The article Yona et al. 2018 (Random sequences rapidly evolve into de novo promoters) has come up here before, because it shows that random DNA sequences easily and quickly can evolve into functional promoters in bacteria.
It has been an open question how prevalent expression from random DNA sequences would be when integrated in eukaryotic chromosomes, that typically are wrapped up tightly into chromatin complexes.

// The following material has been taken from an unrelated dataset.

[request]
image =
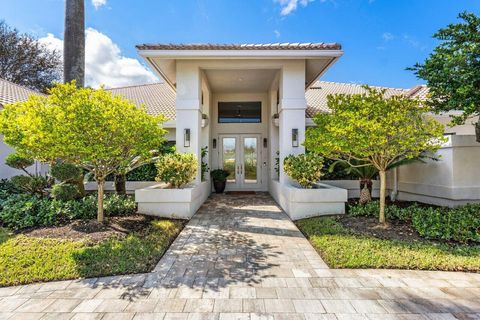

A similar experiment has now been done on yeast, a eukaryotic organism, and remarkably the numbers that a random sequences can function as a promoter are surprisingly close to those in prokaryotes:
Xu, H., Li, C., Xu, C. et al. Chance promoter activities illuminate the origins of eukaryotic intergenic transcriptions. Nat Commun 14 , 1826 (2023). Chance promoter activities illuminate the origins of eukaryotic intergenic transcriptions | Nature Communications
It is debated whether the pervasive intergenic transcription from eukaryotic genomes has functional significance or simply reflects the promiscuity of RNA polymerases. We approach this question by comparing chance promoter activities with the expression levels of intergenic regions in the model eukaryote Saccharomyces cerevisiae. We build a library of over 105 strains, each carrying a 120-nucleotide, chromosomally integrated, completely random sequence driving the potential transcription of a barcode. Quantifying the RNA concentration of each barcode in two environments reveals that 41–63% of random sequences have significant, albeit usually low, promoter activities. Therefore, even in eukaryotes, where the presence of chromatin is thought to repress transcription, chance transcription is prevalent. We find that only 1–5% of yeast intergenic transcriptions are unattributable to chance promoter activities or neighboring gene expressions, and these transcriptions exhibit higher-than-expected environment-specificity. These findings suggest that only a minute fraction of intergenic transcription is functional in yeast.
Somewhere around 40-60% of random sequences can function as active promoters, however they are on average considerably weaker promoters than in prokaryotes(to me implying that the expectation is that random promoters in yeast would have to mutate to become stronger promoters):
In summary, we found that 41–63% of 120-nucleotide random sequences have significant promoter activities in S. cerevisiae, demonstrating the easiness for a random sequence to be transcribed by chance even in eukaryotes. However, the probability is ~0.025% for a random promoter to be significantly stronger than the median promoter activity of yeast native genes, contrasting the observation in E. coli where 2.5% of random promoters are as strong as the induced lac promoter19,40, which ranks in the top 3% of all E. coli native promoters in strength. This disparity could be due to the chromatin structure in eukaryotes21 and/or the lack of consensus sequence in yeast that is analogous to the short motifs bound by the canonical σ70-RNAP in E. coli 40. Indeed, although random promoters with TATA boxes tend to be stronger than those lacking TATA boxes, a sizable fraction of the former (22.8% in YPD and 39.4% in SCD) do not have detectable activities (Fig. S21).